Gelb steht für das Element der Erde. Gelbe Farbtöne bedeuten in der Symbolik des Feng Shui Sonne, Helligkeit und Langlebigkeit, im weiteren Sinne auch Weisheit, Geduld, Nachsicht und Toleranz (Das eng mit dem Gelb verwandte Gold steht überwiegend für Macht und Reichtum.). Im Alten China war gelb die Farbe des Kaisers und durfte von Normalsterblichen nicht getragen oder anderweitig verwendet werden.

Gelbe Vorhänge, Tücher und Möbel gelten als besonders glücksspendend. Wegen seiner Kraft spendenden, den Geist anregenden und inspirierenden Wirkung eignet sich gelb hervorragend für Arbeitsräume wie z.B. Büros und für Wohnzimmer sowie für westwärts gelegene Räumlichkeiten.
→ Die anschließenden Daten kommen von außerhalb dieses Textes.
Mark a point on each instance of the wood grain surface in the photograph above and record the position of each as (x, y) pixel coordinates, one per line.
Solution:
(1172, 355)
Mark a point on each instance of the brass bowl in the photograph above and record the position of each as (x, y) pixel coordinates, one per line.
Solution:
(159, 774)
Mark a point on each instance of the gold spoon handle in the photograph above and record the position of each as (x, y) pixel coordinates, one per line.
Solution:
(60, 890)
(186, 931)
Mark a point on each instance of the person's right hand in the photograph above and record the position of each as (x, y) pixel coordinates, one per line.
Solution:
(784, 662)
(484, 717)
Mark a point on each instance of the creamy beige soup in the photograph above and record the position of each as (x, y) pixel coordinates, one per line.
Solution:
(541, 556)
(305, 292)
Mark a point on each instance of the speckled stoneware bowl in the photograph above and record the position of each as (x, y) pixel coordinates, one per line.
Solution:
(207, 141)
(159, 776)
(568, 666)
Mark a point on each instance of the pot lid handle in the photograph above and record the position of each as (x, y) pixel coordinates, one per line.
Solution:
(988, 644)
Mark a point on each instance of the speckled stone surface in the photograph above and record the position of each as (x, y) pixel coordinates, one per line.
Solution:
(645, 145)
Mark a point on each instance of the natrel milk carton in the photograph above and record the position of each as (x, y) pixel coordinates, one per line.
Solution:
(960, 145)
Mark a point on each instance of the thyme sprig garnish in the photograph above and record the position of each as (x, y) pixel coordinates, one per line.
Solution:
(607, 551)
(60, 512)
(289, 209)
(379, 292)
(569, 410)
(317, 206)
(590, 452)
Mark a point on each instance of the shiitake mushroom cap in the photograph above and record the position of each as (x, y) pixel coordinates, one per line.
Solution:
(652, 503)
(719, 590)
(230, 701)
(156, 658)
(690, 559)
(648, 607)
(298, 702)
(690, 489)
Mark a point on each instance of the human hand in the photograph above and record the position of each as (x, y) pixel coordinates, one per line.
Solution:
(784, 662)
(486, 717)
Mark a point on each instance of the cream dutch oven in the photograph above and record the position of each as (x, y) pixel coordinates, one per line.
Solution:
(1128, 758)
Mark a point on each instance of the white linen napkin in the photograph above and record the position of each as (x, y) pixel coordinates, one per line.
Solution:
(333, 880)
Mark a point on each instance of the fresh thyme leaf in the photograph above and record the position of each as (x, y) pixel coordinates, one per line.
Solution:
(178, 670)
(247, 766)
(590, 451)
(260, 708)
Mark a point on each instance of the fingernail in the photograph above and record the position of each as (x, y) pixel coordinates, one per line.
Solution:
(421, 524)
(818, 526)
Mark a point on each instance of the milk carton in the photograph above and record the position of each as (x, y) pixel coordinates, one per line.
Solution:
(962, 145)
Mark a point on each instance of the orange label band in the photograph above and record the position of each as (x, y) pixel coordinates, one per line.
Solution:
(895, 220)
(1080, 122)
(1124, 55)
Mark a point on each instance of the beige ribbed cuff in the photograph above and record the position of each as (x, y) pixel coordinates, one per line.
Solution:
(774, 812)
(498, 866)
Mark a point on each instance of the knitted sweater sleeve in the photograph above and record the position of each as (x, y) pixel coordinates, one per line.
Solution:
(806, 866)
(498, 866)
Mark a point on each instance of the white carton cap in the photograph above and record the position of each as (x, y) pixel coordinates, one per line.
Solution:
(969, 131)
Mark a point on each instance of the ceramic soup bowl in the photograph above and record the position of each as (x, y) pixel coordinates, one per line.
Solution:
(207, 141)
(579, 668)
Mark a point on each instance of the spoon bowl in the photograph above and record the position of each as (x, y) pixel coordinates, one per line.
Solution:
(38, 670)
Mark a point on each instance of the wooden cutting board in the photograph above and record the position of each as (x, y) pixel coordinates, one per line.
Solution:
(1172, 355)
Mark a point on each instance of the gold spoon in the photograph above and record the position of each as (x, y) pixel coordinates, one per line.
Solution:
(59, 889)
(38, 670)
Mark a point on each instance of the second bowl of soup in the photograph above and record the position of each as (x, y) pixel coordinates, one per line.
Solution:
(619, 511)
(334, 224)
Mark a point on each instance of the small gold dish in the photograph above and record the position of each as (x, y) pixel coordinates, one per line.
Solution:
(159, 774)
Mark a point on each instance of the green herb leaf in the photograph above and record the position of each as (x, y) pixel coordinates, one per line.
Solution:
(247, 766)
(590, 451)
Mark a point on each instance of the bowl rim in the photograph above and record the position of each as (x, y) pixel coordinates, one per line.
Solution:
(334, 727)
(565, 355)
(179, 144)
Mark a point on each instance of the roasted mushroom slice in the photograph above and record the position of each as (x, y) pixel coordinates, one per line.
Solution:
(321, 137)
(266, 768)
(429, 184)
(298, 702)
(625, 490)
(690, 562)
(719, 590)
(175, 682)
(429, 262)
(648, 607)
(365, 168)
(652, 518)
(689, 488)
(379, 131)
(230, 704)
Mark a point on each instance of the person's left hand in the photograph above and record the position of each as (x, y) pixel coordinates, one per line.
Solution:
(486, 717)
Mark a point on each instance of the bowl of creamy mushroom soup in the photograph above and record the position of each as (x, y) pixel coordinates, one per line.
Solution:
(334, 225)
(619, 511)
Weiß steht für das Element des Metalls. Weiß ist in China die traditionelle Farbe der Trauer, aber auch der Reinheit. Nach der Lehre des Feng Shui sollte weiß im Wohnbereich strikt vermieden werden. Geeignet ist sie eher für Werkstatt und Garage.

Schwarz steht für das Element des Wassers. Es steht für Macht, Geld und Einfluss, aber auch für fehlende Hoffnung, Unglück, Nacht und Verderben sowie das Verschwinden des Lichts. Im Gegensatz zur westlichen Welt ist schwarz in China keine Trauerfarbe. Es sollte im Wohnbereich vermieden oder zumindest durch Kombination mit anderen Farben aufgelockert werden. Am ehesten geeignet ist sie für Badezimmer, Toilette, Waschküche, und / oder Abstellkammer.
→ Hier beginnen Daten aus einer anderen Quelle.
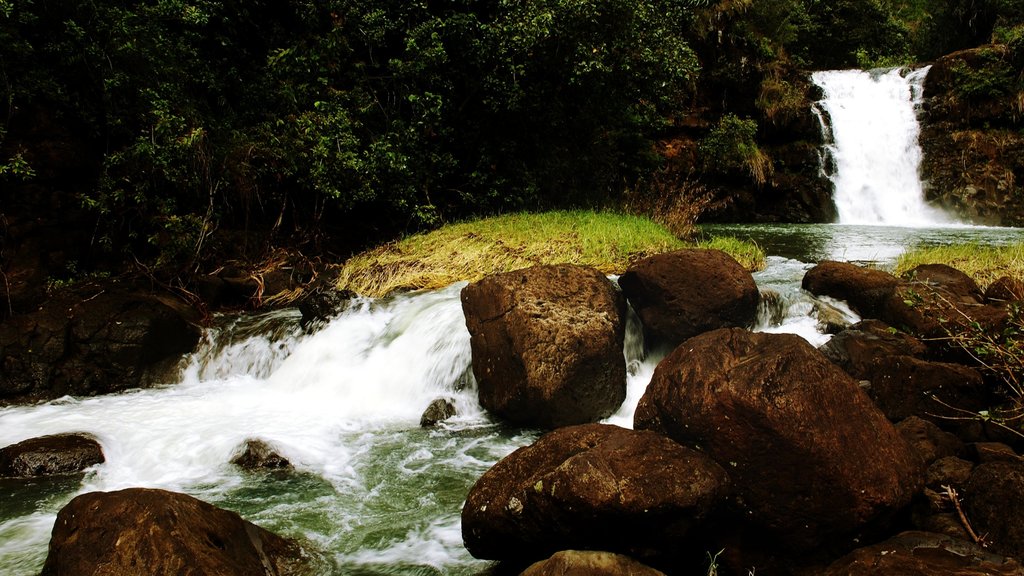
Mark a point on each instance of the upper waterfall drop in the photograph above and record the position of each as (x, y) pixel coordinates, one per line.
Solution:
(869, 122)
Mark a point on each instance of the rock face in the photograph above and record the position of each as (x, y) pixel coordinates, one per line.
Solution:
(165, 533)
(50, 455)
(583, 563)
(864, 289)
(858, 348)
(903, 386)
(810, 456)
(683, 293)
(547, 344)
(993, 499)
(257, 455)
(591, 487)
(971, 134)
(922, 553)
(110, 341)
(439, 410)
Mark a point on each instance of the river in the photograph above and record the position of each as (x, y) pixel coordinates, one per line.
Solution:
(373, 492)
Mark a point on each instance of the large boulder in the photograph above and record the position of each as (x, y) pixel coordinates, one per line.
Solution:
(683, 293)
(587, 563)
(547, 344)
(923, 553)
(939, 316)
(162, 533)
(94, 340)
(50, 455)
(811, 457)
(993, 499)
(902, 386)
(591, 487)
(858, 348)
(863, 288)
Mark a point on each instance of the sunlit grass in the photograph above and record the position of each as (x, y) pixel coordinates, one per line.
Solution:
(471, 250)
(984, 263)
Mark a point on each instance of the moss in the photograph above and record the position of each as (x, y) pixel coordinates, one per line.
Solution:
(468, 251)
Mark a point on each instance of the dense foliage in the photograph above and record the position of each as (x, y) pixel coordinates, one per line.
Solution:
(169, 120)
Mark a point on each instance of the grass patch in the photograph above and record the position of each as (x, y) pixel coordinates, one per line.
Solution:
(984, 263)
(471, 250)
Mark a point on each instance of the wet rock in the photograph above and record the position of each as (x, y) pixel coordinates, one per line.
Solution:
(439, 410)
(933, 314)
(858, 350)
(683, 293)
(902, 386)
(167, 533)
(985, 452)
(923, 553)
(962, 286)
(1006, 289)
(587, 563)
(97, 340)
(591, 487)
(864, 289)
(257, 455)
(318, 307)
(930, 442)
(50, 455)
(811, 457)
(832, 320)
(547, 344)
(993, 499)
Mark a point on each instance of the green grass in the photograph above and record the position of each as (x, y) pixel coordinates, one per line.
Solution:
(984, 263)
(471, 250)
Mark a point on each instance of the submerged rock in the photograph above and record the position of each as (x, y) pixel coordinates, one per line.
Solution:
(439, 410)
(256, 454)
(683, 293)
(592, 487)
(993, 499)
(547, 344)
(50, 455)
(864, 289)
(587, 563)
(103, 342)
(158, 532)
(811, 457)
(923, 553)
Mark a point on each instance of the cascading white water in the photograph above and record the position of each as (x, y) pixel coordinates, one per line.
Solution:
(373, 491)
(869, 120)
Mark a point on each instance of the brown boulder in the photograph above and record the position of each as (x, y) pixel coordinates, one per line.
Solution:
(50, 455)
(257, 455)
(902, 386)
(924, 553)
(156, 532)
(591, 487)
(864, 289)
(1006, 289)
(547, 344)
(96, 340)
(585, 563)
(930, 442)
(934, 314)
(858, 348)
(949, 279)
(683, 293)
(993, 499)
(810, 455)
Grün steht für das Element des Holzes und spiegelt Besonnenheit, Hoffnung und Kraft wider. Es gilt als die Heilung fördernd und strahlt Ruhe und Gelassenheit aus. In Kombination mit rot kehren sich seine positiven Eigenschaften jedoch (teilweise) ins Negative: Dann nämlich fördert es die Reiselust, Unbeständigkeit und auch die Eifersucht! Auch allzu viel grün wirkt sich negativ aus: Zu viel davon lässt die angestrebte Ruhe in Trägheit und Stagnation übergehen. Grün-Töne können für ostwärts gelegene Räume genutzt werden. Geeignet  ist sie für Esszimmer, Schlafzimmer und / oder Kinderzimmer.
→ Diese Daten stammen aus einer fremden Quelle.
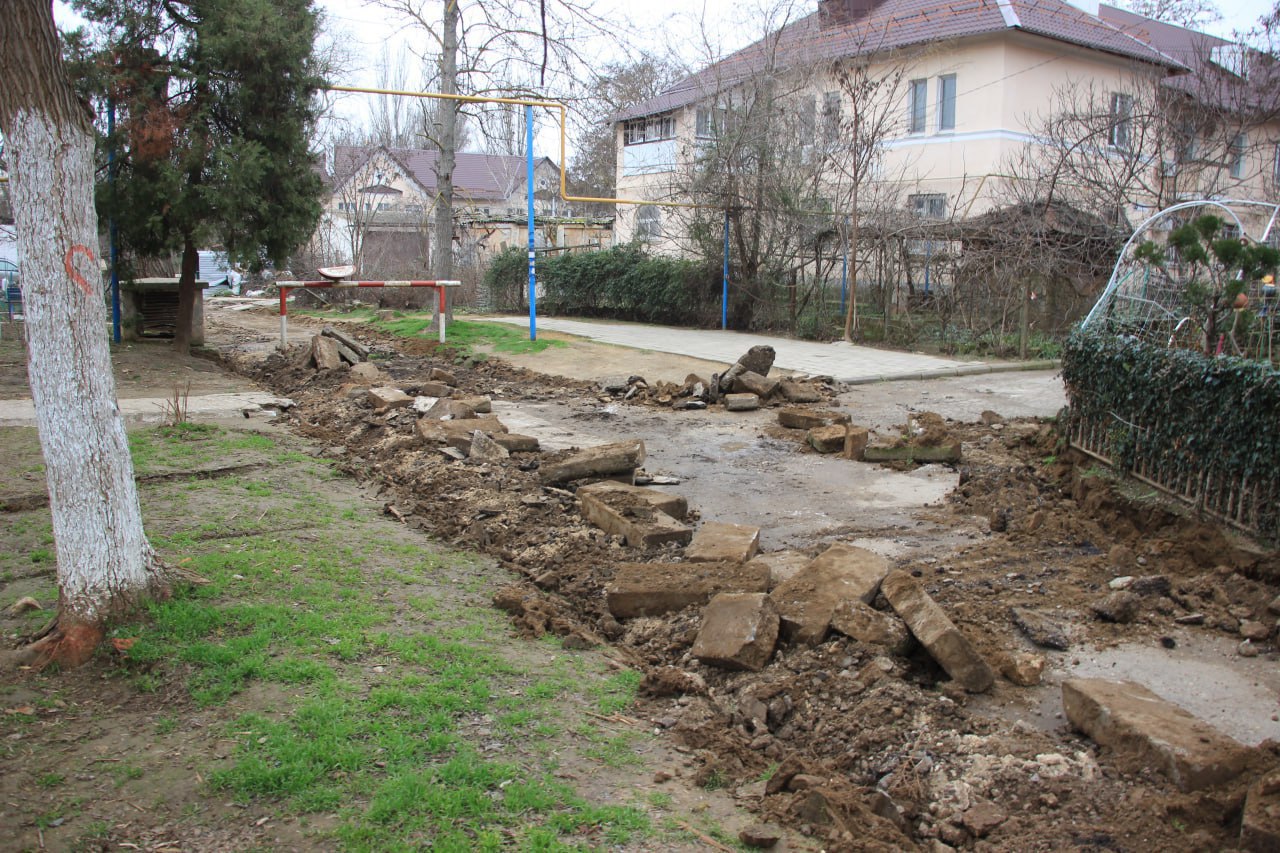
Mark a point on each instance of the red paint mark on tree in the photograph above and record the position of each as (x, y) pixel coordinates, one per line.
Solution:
(69, 264)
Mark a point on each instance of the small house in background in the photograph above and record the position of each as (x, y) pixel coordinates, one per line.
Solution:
(215, 269)
(379, 211)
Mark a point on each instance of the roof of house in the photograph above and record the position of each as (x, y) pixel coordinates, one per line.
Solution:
(1210, 80)
(896, 24)
(479, 177)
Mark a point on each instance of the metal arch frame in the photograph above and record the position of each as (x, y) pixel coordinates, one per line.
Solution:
(1225, 205)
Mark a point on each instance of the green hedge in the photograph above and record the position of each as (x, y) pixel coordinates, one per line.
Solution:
(621, 283)
(1201, 414)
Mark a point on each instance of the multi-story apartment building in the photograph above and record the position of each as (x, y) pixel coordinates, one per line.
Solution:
(951, 109)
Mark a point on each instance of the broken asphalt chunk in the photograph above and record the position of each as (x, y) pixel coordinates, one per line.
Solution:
(739, 632)
(657, 588)
(937, 633)
(1132, 720)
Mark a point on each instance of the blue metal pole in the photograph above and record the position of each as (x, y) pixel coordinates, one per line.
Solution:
(529, 181)
(110, 227)
(725, 279)
(844, 270)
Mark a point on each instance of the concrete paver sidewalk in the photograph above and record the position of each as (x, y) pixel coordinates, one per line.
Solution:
(845, 361)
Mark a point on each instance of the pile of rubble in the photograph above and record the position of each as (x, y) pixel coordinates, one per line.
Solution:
(842, 675)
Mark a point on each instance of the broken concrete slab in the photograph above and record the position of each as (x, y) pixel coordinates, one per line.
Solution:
(782, 565)
(810, 418)
(611, 492)
(366, 373)
(478, 404)
(808, 601)
(448, 409)
(603, 460)
(635, 520)
(946, 452)
(716, 541)
(758, 359)
(739, 632)
(657, 588)
(1024, 669)
(1132, 720)
(827, 439)
(1041, 629)
(388, 397)
(929, 624)
(487, 448)
(442, 432)
(753, 383)
(324, 352)
(855, 443)
(435, 389)
(856, 619)
(794, 391)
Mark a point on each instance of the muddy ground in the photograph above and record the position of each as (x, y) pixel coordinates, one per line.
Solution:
(882, 749)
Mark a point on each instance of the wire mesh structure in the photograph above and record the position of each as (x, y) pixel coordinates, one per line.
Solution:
(1151, 302)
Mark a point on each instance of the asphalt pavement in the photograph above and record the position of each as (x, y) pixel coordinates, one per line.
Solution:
(848, 363)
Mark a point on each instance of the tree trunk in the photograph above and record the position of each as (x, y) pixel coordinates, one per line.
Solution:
(105, 565)
(442, 258)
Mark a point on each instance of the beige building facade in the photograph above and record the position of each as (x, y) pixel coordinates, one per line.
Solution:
(967, 109)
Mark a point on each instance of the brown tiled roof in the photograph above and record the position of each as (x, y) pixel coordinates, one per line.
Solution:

Entsprechend den Verläufen der Zyklen gibt es harmonische („gute“, „Glück bringende“) und nicht harmonische („ungünstige“, „hemmende“) Farbkombinationen:

 

Betrachtet man die nicht harmonischen Farbkombinationen, so stellt man schnell fest, dass diese sich optisch „beißen“ und für die meisten Betrachter ein optisch unangenehmes, unausgeglichenes Farbenspiel darstellen.Vielen Zweiflern zum Trotz macht es also durchaus Sinn, bei der Zusammenstellung der Einrichtungsgegenstände und der Wahl der Wandfarben die Jahrhunderte lang bewährten Farbregeln des Feng Shui zu Rate oder zumindest in Betracht zu ziehen.